Conductor George Hanson and the orchestra lent Bidini excellent support, with Jeremy Reynolds offering an especially lovely clarinet solo at the beginning of the second movement. The orchestra didn’t produce a burnished, truly Russian sound, but it was sufficiently full-bodied to put the music across, and thankfully Hanson and company weren’t too polite to submerge Bidini in the orchestral texture when Rachmaninov threw the main material to the orchestra.
Excessive politeness had been a problem in the concert opener, a little suite of dances from Anton Rubinstein’s opera The Demon. Like Edward Elgar, Rubinstein was a bloated bore in long-form works, but he was a fine miniaturist, and the Demon dances should have been a modest delight. Unfortunately, the playing was fatally underpowered; all the notes were in place, but they weren’t projected with any confidence or life.

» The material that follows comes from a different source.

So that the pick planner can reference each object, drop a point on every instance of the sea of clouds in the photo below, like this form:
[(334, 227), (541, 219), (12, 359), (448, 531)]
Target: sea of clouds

The second half was something else entirely: Shostakovich’s Symphony No. 5, performed with all the crackling intensity one could wish. Well, almost. The slow first half of the first movement always needs a little extra edge imposed on it, but Hanson was content to take the score at face value. To his credit, he didn’t let the movement’s second half run away from him, yet he did allow the score its full measure of storm and stress. The second movement was a bit too stiff to be truly sardonic, but concertmaster Steven Moeckel had the right idea in his solo. The third movement was exceptionally well shaped, structurally as well as emotionally, and Hanson and the orchestra got the final movement just right: full of properly shrill controlled hysteria, not the fashionably lugubrious self-pity slathered over it by musicians trying too hard to present this as an anti-Soviet protest symphony.